What started out as a project aimed at monitoring owls in their natural environment has grown into an international collaboration on how to use widespread networks of citizen-scientists to gain new insights into a wide variety of species. It's an attempt to learn about the natural world by listening to its own voices, says MIT Media Lab visiting professor Dale Joachim.
"In order to better understand people, I need to listen to them," Joachim explains. In order to better understand nature, "if we can create easily accessible channels through which we can listen to nature, we might get meaning and information that we wouldn't otherwise know."
Joachim started out by trying a series of tests to see if networks of advanced cell phones, equipped with GPS and compasses to monitor their position and orientation and connected to special arrays of directional microphones, could replace human volunteers in assessing owl populations.

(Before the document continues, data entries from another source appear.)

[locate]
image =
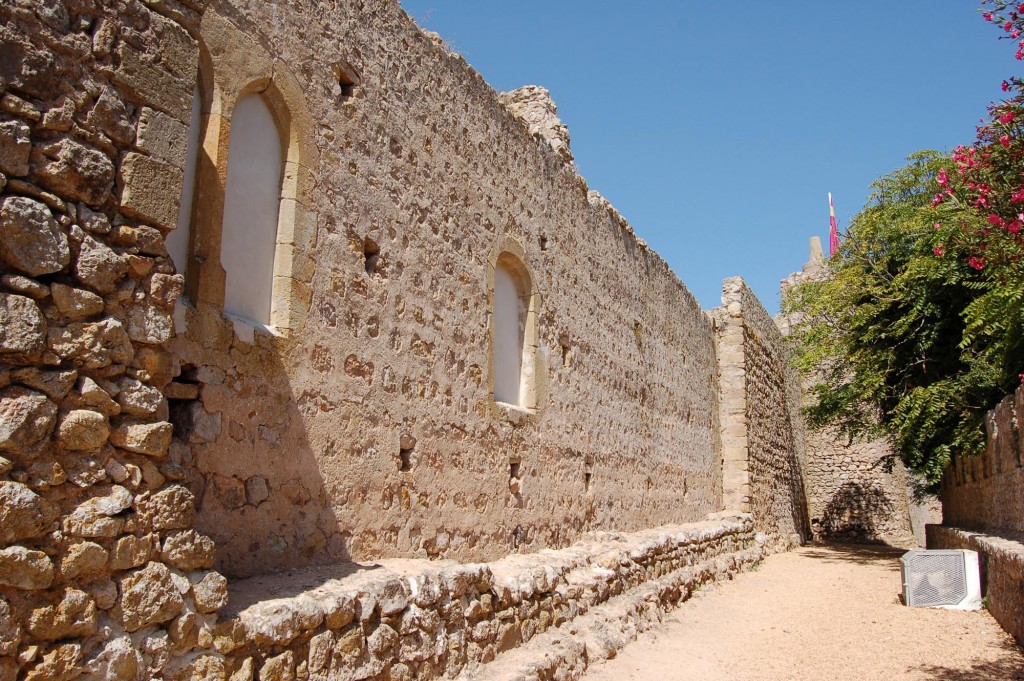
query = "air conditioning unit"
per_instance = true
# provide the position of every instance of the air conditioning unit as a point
(941, 579)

Experiments in Connecticut and Maine showed that the system did work -- the owls responded to playback of recorded owl sounds through the cell phones, and their responses could be detected through the phones almost as accurately as when people on the ground listened for their calls and wrote down the results.
And listening to the owls, he found, is not only a good way to learn about owls, but also could be a good way of monitoring changes in the whole environment. The best results, he suggests, may come from finding new ways to make use of both widespread technology and networks of people.
Joachim says his initial focus was on instrumentation for field research that "replaced people with machines so as to listen continuously and understand as much as possible. But it turns out that a lot of citizen scientists, including myself, would rather be outdoors. So the focus turned to how to better tell the story of nature through people."
There are things that people can do much better in person, he found, such as localizing the direction of sounds by turning their heads. Watching a person turn while listening to the natural sounds often provides better localization than just using the microphone array. So part of his research has evolved into simultaneously monitoring information from the devices and the people's behavior in the field. "What can we tell about the environment from both the instruments and the people?" he asks.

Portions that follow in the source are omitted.